I recently X’ed/Tweeted about how my searchcode.com since Nov 2022 using its custom index https://boyter.org/posts/how-i-built-my-own-index-for-searchcode/ had processed over 50 million queries with a rolling average time around 80ms to process them.
That was a low-ball estimate though. I actually checked and its actually just over 100,000,000 queries. Which I find astonishing considering its running though a index I wrote.
However that number excludes all of the attempted queries. As you may expect any public search engine, especially one with a public unauthenticated API is pretty constantly hammered by bots. So what about those?
I had previously written about how I rate limit searchcode, with the usual reddit response of “Just use tollbooth”. However as I wrote then, writing a rate limiter isn’t that difficult, offers me a great deal of control and is fun to write. The reason I work on searchcode is to solve interesting problems, not just ship a product. If you never write anything yourself how do you ever expect to grow and learn?
The limiter mentioned there has expanded a bit since and now offers the following benefits
- Identifies problematic queries and instantly penalizes the IP
- Has a slight bust limit for the first minute
- Punishes known repeated bad actors punitively
- Auto adjusts limits based on current system load
- Prioritizes HTML users over API
- Prioritizes self preservation over everything else
- Special treatment for certain IP’s based on negotiation with yours truly
- Has an upper limit of punishment that works out to be months of delay
Note while it prioritizes HTML users, don’t think that scrapers have a free pass. They run through the same rules. However it does mean if you are prepared to scrape the HTML in theory your queries will be prioritized over the JSON ones in terms of who goes first. However if you are staying in the limits, you may as well just use the API and avoid having to write HTML parsers.
As such its hard for me to actually say what the rate limits are since they vary based on outside influence but they are fairly generous. Even so there are a lot of IP’s that well frankly aren’t getting the message, despite searchcode responding with a HTTP 429 StatusTooManyRequests, a Retry-After header and a slightly snarky JSON response of {"url":"https://en.wikipedia.org/wiki/Exponential_backoff"}
So what happens if we estimate how many queries we would have responded with if we did allow these jokers through?

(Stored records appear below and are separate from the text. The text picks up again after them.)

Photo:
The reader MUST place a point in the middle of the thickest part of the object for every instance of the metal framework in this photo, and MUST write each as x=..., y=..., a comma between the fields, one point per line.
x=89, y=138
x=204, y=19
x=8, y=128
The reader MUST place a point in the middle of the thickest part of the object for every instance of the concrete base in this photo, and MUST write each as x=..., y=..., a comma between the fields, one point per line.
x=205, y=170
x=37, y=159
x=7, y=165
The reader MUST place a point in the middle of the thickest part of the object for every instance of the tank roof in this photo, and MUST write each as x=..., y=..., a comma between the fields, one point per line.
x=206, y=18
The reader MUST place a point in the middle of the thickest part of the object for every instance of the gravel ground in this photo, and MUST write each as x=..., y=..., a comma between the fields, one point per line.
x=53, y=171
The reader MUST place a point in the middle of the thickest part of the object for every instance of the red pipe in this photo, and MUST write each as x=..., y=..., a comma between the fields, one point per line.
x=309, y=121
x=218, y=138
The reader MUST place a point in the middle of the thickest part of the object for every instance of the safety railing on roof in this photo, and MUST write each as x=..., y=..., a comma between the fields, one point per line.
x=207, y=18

There is an upper limit on the time searchcode allocates IP’s to gaol with 6000+ IP’s that are currently blocked. Some are seriously blocked too, with for example 108.181.22.197 having its count value set to 100,000,000 which is the upper limit allocated in the system.

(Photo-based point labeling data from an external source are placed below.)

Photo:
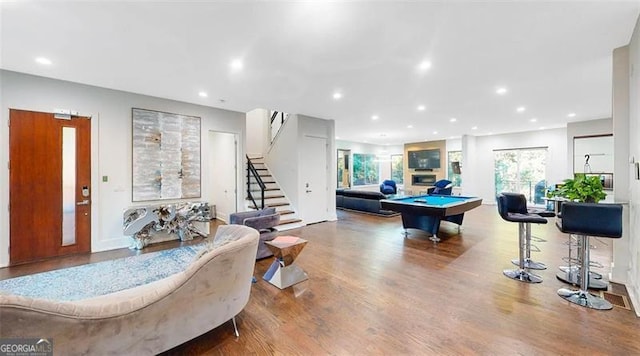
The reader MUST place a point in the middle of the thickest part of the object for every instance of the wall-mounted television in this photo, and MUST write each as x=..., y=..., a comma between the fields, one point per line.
x=424, y=159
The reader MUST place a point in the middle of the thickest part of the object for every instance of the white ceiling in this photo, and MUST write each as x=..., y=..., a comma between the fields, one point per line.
x=554, y=58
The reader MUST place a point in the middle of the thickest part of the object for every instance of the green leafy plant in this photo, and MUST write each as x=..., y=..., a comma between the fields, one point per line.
x=583, y=188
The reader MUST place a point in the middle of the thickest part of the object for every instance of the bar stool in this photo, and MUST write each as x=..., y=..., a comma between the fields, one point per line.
x=584, y=220
x=528, y=262
x=512, y=207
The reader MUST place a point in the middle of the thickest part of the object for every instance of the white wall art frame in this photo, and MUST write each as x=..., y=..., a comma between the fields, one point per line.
x=166, y=156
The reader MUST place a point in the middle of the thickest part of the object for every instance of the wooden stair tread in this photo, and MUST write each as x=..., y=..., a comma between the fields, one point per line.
x=272, y=205
x=268, y=197
x=289, y=221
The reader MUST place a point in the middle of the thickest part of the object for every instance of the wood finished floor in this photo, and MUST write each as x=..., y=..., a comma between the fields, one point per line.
x=372, y=291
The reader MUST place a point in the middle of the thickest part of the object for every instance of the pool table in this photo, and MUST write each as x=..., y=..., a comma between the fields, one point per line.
x=425, y=212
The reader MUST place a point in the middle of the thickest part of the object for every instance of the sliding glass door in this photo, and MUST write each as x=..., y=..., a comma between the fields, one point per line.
x=521, y=171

Distilling this down to a number is hard, but good news I keep track of that too! So with 100,000,000 legitimate queries, throw in the blocked queries and searchcode is looking at having processed over 500,000,000 queries since I replaced the index with my own. Say it has half a billion and that is an impressive number.
Anyway I was going to link to a github gist here containing all of the problematic IP’s I have been dealing with but apparently thats an invalid request and I have been requested to not do so again. So I shall link it below and pray my poor server does not get hard linked as spam list source. If you do need the list please take a copy.
Probably no need to do anything with this list, but if you own one of the IP’s listed there you might want to go check for rogue processes and/or fix your code.